Les réponses de ce questionnaire ainsi que l’évolution de nos besoins de purification ont mit le doigt sur le besoin de l’Homme de s’accorder des moment de purges, des « break » pour rompre avec ce schéma de « métro, boulot, dodo ». La carotte qui éclaire le bout du tunnel de la semaine en quelque sorte.

C’est là qu’intervient selon moi le parfait exemple : celui du salaryman japonais. Qui mieux qu’un homme en costard, cravate, serviette étalé sur le sol d’une station métro sentant la cigarette et l’alcool illustre mieux l’image de la catharsis moderne que ça ? Si ce n’est le même homme mais avec des mocassin en cuir ciré.
Le pays du soleil levant ne connait pas la demi mesure. Se tuer au travail et manquer de le faire pour l’oublier, si ces salaryman avaient une devise ce serait probablement celle-ci. Éduqués depuis l’école primaire à réussir, apprendre à être le meilleur avant d’apprendre à lire pour intégrer un bon collège, qui lui-même nous ouvrira les portes d’un bon lycée, pour pouvoir intégrer une bonne université et ainsi décrocher le sacro-saint travail dans cette entreprise tout en haut de la tour avec une vue imprenable sur Tokyo, à qui l’on donnera son temps, son énergie, sa vie. Ainsi va la vie de la fourmi japonaise (bien qu’heureusement ce cycle tant à se rompre petit à petit) et contribue à faire vivre la fourmilière grouillante de la mégapole, où chaque individu déviant du système de quelque façon que ce soit en est chassé.
De peur que cela lui arrive, il se coiffera comme tous les autres, toute sa vie, il portera tous les uniformes qu’on lui dira de mettre, de celui de l’écolier à celui de travail. Il respectera ses aînés dans tous les domaines que ce soit, et sourira poliment en cas de désaccord (tatemae1) tout en chérissant le jour où ce sera à lui qu’on sourira poliment. Afin d’y arriver, à ce jour, il se lèvera avant le soleil tous les jours de la semaine pour se fondre dans la masse des autres fourmis en costume pour arriver avant son senpai2 qui lui donnera du travail ennuyant et répétitif et qu’il acceptera sans poser de question, à son boss ou lui-même, parce que personne ne conteste ce système, ce système qui pense à leur place, qui les ramène à l’état de machine, les conduit au karoshi3 mais aussi ce système qui fait ses preuves. Alors oui, il acceptera cette pile de dossiers pour ne pas faire dérailler le système en attendant patiemment que son supérieur décide de s’en aller pour partir se dérailler lui-même au karaoké ou l’izakaya4. Et c’est après 10, 12, 14 heures de travail qu’il se rendra dans le quartier de Shimbashi5 avec ses collègues à qui il n’a pas parlé de la journée pour relever la soupape et laisser s’échapper la vapeur de la journée à grand coup de saké et tout autre liquide éthylique, cigarettes, plaisirs charnels, nourriture, musique, etc...
Avant d’être retrouvé quelques heures plus tard couché au sol, inconscient, après avoir manqué son train, la bouche ouverte, sa serviette en guise d’oreiller mais en ayant surtout la sensation d’avoir réussi à mettre en pause cette peur de l’échec...
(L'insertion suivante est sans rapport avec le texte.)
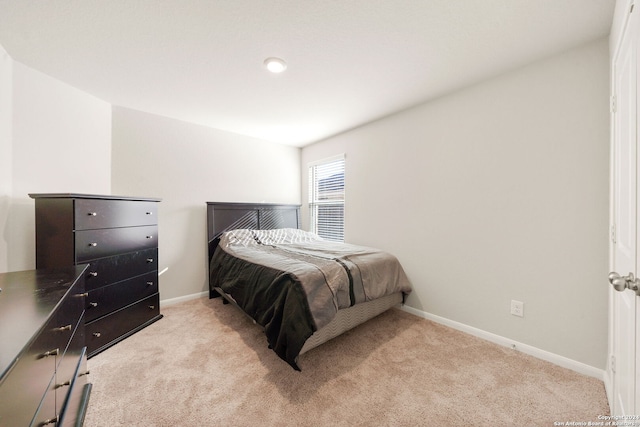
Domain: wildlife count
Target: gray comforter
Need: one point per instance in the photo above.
(281, 276)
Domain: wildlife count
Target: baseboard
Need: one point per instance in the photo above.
(556, 359)
(171, 301)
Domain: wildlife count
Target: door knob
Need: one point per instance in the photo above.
(620, 283)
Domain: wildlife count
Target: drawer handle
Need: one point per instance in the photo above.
(53, 420)
(64, 384)
(53, 352)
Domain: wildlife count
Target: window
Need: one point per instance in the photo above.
(326, 198)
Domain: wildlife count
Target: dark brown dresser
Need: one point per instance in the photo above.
(118, 237)
(43, 363)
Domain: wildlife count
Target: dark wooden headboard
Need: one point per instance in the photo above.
(256, 216)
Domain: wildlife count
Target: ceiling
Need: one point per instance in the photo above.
(349, 61)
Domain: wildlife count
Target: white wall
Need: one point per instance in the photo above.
(493, 193)
(187, 165)
(58, 140)
(6, 89)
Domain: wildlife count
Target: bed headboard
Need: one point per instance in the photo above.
(230, 216)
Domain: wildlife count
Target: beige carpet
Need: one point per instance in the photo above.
(207, 364)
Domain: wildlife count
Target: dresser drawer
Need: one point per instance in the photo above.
(92, 244)
(46, 414)
(109, 329)
(115, 296)
(95, 213)
(33, 375)
(67, 366)
(105, 271)
(76, 400)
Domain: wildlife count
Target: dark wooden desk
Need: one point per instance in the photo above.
(42, 348)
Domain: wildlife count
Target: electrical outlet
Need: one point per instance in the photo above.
(517, 308)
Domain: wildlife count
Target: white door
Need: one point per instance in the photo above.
(623, 364)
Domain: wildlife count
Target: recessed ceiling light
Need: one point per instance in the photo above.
(275, 65)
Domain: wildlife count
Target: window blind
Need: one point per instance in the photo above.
(326, 198)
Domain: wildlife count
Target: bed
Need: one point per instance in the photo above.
(303, 290)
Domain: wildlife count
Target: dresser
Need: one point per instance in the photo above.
(118, 238)
(43, 363)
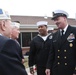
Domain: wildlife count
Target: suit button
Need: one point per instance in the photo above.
(65, 63)
(58, 56)
(65, 57)
(58, 50)
(64, 50)
(58, 63)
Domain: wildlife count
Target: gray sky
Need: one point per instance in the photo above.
(38, 7)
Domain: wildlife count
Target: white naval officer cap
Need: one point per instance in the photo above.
(15, 24)
(58, 13)
(4, 15)
(41, 23)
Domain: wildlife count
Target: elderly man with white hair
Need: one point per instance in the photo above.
(10, 60)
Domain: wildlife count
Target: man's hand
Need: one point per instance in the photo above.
(47, 71)
(31, 70)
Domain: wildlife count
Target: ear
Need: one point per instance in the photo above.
(3, 26)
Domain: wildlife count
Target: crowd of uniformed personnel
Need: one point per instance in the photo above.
(51, 53)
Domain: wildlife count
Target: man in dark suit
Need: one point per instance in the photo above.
(62, 57)
(39, 49)
(10, 59)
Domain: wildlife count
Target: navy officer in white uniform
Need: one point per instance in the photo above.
(62, 57)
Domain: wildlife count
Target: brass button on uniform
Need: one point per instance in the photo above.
(58, 63)
(64, 50)
(65, 63)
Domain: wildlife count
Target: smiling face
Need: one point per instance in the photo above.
(5, 27)
(60, 22)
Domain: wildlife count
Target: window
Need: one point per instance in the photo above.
(25, 38)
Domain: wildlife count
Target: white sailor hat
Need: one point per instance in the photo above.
(15, 24)
(4, 15)
(41, 23)
(58, 13)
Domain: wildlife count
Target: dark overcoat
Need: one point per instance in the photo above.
(62, 58)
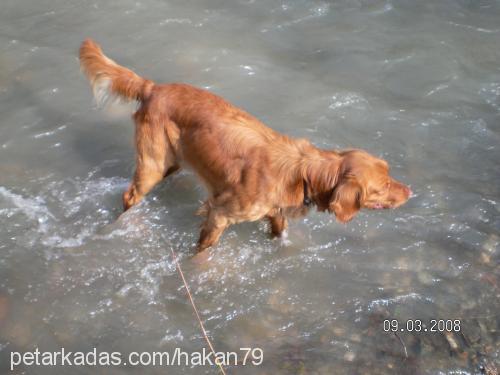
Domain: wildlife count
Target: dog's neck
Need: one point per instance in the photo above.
(311, 173)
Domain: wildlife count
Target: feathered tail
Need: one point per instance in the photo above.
(108, 79)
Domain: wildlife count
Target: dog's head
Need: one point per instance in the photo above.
(364, 182)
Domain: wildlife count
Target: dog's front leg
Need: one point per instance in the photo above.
(211, 230)
(278, 224)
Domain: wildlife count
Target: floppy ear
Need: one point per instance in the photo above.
(345, 200)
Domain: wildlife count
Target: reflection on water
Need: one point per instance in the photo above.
(417, 83)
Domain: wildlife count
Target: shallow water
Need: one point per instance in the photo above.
(417, 83)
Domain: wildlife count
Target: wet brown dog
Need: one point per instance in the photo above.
(251, 171)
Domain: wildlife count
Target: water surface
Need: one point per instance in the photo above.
(417, 83)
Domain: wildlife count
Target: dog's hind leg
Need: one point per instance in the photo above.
(154, 160)
(212, 229)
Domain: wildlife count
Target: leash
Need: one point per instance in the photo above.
(178, 266)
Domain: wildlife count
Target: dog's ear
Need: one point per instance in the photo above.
(345, 201)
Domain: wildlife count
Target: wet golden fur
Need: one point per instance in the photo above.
(251, 171)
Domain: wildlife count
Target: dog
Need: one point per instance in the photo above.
(251, 171)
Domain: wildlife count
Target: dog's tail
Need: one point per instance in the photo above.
(110, 80)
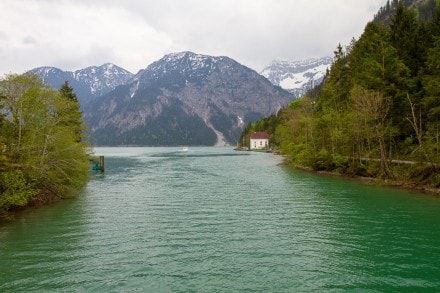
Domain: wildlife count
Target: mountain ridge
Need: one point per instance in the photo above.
(184, 99)
(88, 83)
(297, 77)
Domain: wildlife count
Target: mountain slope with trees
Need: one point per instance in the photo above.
(377, 113)
(43, 150)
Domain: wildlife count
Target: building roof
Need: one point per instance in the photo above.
(259, 135)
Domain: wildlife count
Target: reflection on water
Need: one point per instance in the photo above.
(211, 219)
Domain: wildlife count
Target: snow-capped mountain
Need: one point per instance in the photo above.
(102, 79)
(88, 83)
(298, 76)
(184, 99)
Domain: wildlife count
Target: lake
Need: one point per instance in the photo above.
(210, 219)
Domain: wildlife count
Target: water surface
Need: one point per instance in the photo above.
(215, 220)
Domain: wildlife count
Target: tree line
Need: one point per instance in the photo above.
(377, 113)
(43, 147)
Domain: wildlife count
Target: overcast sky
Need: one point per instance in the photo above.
(74, 34)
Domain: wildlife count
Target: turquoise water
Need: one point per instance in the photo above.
(215, 220)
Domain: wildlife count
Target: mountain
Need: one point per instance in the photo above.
(184, 99)
(89, 83)
(298, 76)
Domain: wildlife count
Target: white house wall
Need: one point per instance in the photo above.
(259, 144)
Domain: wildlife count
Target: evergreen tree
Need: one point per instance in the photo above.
(40, 142)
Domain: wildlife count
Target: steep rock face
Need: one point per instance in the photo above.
(184, 99)
(89, 83)
(298, 76)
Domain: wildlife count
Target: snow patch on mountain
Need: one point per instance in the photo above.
(297, 76)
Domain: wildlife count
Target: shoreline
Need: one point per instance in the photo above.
(396, 184)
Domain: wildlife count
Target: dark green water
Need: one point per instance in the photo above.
(215, 220)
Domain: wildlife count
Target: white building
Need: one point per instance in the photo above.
(259, 141)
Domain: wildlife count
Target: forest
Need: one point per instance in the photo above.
(43, 148)
(377, 112)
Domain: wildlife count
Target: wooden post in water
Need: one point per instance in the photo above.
(101, 163)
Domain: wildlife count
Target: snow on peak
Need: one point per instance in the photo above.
(297, 76)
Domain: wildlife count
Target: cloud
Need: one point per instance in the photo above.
(74, 34)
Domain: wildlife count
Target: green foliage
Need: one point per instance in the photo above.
(15, 190)
(378, 106)
(43, 148)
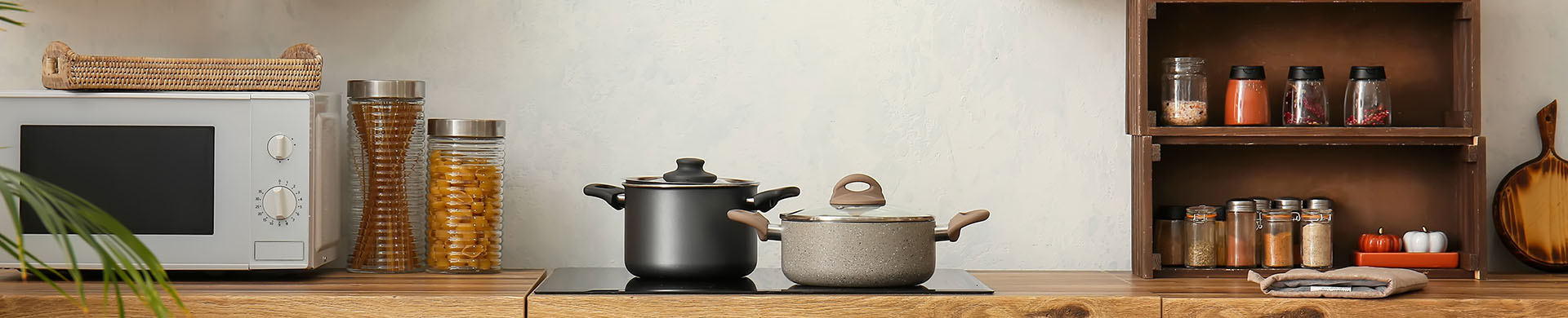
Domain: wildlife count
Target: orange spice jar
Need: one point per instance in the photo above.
(1247, 98)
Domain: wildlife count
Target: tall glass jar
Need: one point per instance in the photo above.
(1184, 93)
(1247, 98)
(466, 163)
(1305, 99)
(1201, 248)
(1278, 236)
(388, 124)
(1317, 238)
(1368, 100)
(1241, 234)
(1169, 241)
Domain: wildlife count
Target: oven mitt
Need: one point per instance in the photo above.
(1346, 282)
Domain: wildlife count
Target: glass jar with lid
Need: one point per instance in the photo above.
(1184, 93)
(466, 165)
(1317, 238)
(388, 129)
(1278, 236)
(1201, 248)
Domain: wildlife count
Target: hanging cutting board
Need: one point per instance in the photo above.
(1530, 209)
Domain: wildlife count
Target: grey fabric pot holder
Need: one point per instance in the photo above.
(1346, 282)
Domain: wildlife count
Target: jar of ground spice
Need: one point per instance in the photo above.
(1184, 93)
(1317, 238)
(1247, 98)
(466, 163)
(1201, 246)
(1305, 99)
(1278, 236)
(388, 124)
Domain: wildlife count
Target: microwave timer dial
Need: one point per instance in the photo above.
(278, 204)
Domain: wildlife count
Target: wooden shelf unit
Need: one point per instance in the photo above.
(1429, 170)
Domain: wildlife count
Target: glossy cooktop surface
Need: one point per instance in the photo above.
(617, 280)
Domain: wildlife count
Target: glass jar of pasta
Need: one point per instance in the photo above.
(466, 163)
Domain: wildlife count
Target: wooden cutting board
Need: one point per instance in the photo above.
(1530, 209)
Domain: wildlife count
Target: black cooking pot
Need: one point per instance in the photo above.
(676, 224)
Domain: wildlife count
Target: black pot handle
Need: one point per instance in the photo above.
(612, 195)
(768, 199)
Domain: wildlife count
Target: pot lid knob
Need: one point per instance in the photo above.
(844, 197)
(690, 170)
Il y a plusieurs siècles nous allions au théâtre regarder Phèdre (attention spoiler) mourir sur scène pour se sentir vivant et maintenant c’est par la réunion d’une multitude d’éléments que nous tentons d‘y parvenir en étant non plus le spectateur mais le personnage principal de la situation.
Justement, intéressons-nous à ces éléments. Ce questionnaire m’a grandement aidé à les discerner et ainsi les énumérer afin de me pencher sur le pourquoi de leur nécessité.


1Tatemae : réprimer ce que l’on ressent de négatif afin de renvoyer une bonne image
2Senpai : personne au dessus en âge ou hiérarchie
3Karoshi : mort par épuisement
4Izakaya : bistrot japonais
5Shimbashi : quartier des affaires à Tokyo




L'ALCOOL - 72,6%





Jacques Jordaens, Le Roi boit !, vers 1638–1640, 156 × 210 cm
Musées royaux des Beaux-Arts de Belgique, Bruxelles.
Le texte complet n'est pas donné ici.